NEVER THE TWAIN SHALL MEET?
Auditors and Charities Need to Meet Halfway
When Children-AtRisk Empowerment (CARE), a youth development organisation, changed its auditors in December 2013, founder and director Lan Teo was met by quotes exceeding SGD20,000 or auditors telling her they were unwilling or too busy to take on the job. "I was told that charities are now seen as being as high risk as construction companies.
That's when I heard many stories of other charities having problems with their auditors," said Mrs Teo. CARE eventually moved on to an auditor who charges SGD7,000 a year. CARE is not an exception to the rule. Charities have found it increasingly difficult to engage auditors, and have gone as far as to raise the problem with the office of the Commissioner of Charities.

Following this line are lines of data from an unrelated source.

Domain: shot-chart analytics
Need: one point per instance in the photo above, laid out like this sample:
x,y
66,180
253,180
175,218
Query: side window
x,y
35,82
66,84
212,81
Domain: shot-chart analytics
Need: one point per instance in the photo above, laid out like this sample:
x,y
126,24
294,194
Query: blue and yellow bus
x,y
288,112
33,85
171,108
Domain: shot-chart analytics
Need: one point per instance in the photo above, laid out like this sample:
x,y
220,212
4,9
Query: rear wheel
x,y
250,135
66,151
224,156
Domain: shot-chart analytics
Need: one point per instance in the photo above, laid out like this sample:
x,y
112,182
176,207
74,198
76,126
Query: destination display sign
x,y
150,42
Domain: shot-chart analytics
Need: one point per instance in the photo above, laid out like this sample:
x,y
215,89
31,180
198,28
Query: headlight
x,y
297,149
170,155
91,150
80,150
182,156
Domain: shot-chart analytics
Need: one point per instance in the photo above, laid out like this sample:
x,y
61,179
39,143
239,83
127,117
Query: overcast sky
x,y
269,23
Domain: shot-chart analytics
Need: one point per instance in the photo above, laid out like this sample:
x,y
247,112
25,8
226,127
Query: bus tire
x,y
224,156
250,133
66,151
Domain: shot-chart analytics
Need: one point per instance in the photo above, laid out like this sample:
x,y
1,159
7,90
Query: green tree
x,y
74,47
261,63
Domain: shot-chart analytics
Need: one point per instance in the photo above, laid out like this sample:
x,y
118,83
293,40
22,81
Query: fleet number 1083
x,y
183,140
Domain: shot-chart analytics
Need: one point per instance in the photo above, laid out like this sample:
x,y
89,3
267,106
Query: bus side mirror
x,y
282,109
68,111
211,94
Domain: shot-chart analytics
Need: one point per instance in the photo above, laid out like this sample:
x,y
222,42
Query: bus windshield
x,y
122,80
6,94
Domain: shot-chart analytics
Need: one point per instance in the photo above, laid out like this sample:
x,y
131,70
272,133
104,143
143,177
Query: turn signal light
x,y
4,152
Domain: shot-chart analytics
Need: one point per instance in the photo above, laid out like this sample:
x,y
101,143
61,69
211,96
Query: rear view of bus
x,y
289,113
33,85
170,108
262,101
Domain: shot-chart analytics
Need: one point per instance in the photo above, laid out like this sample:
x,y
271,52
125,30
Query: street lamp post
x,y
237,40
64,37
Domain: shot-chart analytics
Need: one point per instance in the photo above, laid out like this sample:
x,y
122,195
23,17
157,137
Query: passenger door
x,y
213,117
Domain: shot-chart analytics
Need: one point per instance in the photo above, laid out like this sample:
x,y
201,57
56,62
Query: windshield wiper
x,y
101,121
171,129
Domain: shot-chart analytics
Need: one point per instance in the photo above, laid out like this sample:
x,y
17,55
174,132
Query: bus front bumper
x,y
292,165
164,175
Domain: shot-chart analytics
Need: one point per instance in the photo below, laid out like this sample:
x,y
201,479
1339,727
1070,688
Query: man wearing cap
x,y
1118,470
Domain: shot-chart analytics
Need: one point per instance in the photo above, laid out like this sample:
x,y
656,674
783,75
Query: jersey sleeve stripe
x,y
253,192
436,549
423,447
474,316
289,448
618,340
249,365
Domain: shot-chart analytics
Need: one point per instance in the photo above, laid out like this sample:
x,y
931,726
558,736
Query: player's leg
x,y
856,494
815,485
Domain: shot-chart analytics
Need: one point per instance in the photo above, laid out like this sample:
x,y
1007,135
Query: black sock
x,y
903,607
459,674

Auditors have been shying away from taking on audit engagements with charities because they have either been unwilling to pay a fair fee, or because of the perceived difficulties of delivering an audit opinion of charities that meet with the requisite audit standards and regulations.
The problem is not insurmountable; it can be fixed if charities adjust their own expectations of auditors, and also if auditors' perspectives of the charity sector change, said Gerard Ee, President, ISCA. Quite simply, auditors should not start with the premise that audit engagements for charities and non-profit organisations (NPOs) are inherently no-gos because their financial records are disorganised and charities often do not pay a reasonable fee, he said. Charities, too, have to meet auditors "more than halfway" by producing financial statements that are, at minimum, "auditable".